The man who said that to Sports Illustrated in 1974 was Luke Patnode, a middle-aged son of a carpenter and former high school athlete who had spent nearly a decade on the committee to bring the Winter Olympic Games back to Lake Placid, a small community in New York’s Adirondack Mountains that had hosted the third ever Winter Games in 1932.
Unlike most Olympic sites, Lake Placid is not a major city, or even a large town. Nor is it a luxury winter resort destination like Chamonix, France, host of the 1924 Winter Games, or Squaw Valley, California, host of the 1960 Winter Games. Lake Placid is a true working class mountain village with a population of about 2,400 people, making it the smallest community in the world to ever host even one Olympic Games, let alone two.
When the Winter Olympics returned to Lake Placid in 1980, the event was marketed as a return to the soul of the Olympics –– to a time before the games became a platform for mass commercialization, corporate sponsorships, and the nationalist rivalries of global superpowers.
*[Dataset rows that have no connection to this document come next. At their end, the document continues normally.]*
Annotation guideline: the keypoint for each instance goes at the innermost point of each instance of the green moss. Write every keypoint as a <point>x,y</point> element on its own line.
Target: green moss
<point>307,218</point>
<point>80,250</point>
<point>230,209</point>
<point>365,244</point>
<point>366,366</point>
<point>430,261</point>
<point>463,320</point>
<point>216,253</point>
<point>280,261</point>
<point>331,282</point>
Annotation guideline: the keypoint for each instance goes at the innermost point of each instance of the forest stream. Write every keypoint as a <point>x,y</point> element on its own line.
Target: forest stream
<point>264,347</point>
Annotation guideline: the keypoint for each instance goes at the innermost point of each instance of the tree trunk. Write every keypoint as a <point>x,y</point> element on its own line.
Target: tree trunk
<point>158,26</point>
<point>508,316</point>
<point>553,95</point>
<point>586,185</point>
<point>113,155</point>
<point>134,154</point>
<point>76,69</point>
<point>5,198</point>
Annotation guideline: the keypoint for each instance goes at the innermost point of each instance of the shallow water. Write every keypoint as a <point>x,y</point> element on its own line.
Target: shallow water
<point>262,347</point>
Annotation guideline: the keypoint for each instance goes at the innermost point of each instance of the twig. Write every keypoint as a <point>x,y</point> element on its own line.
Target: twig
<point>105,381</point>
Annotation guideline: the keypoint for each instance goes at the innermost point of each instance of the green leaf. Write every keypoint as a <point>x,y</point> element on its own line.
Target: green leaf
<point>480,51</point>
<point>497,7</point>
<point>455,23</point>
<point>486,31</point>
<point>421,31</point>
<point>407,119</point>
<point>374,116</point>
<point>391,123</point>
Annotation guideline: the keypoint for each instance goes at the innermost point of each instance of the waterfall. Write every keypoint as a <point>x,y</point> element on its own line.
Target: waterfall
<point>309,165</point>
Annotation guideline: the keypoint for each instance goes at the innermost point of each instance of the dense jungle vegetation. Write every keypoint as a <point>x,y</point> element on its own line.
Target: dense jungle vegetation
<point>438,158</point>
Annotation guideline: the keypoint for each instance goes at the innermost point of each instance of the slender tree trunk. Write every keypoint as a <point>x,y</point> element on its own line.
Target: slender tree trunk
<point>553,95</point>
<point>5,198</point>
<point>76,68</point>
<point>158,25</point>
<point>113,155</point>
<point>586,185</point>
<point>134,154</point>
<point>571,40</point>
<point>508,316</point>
However, what made the 1980 Lake Placid Olympics so interesting is that they didn’t turn out to be just a cute idyllic throwback, but instead exemplified the world in 1980 standing at an uneasy transition between the old and the new.
The games may have been held in a small village in the Adirondacks and organized by a local Methodist preacher, but that village was also suddenly filled by the world’s wealthiest and most powerful people, as well as global television networks broadcasting the events live throughout the world.
Even the styling of the posters for the 1980 Winter Games reflect an Olympics straddling between those two worlds, with some posters reflecting a charmingly early digital aesthetic while others look not just hand-drawn but hand-painted.
But nothing symbolizes the 1980 Lake Placid Olympics’ place between two times and two worlds like the most famous event of those Olympics, “The Miracle on Ice” –– the United States’ 4-3 victory over the Soviet Union in the semifinals of the men’s hockey tournament. On the one hand, it was a powerful victory in a nuclear-armed proxy war for world domination between capitalist democracy and authoritarian communism. On the other hand, it was a just an inspiring emotional win by a group of 20-year-old kids against an older, more talented, and heavily favored hockey team at a small rink in upstate New York.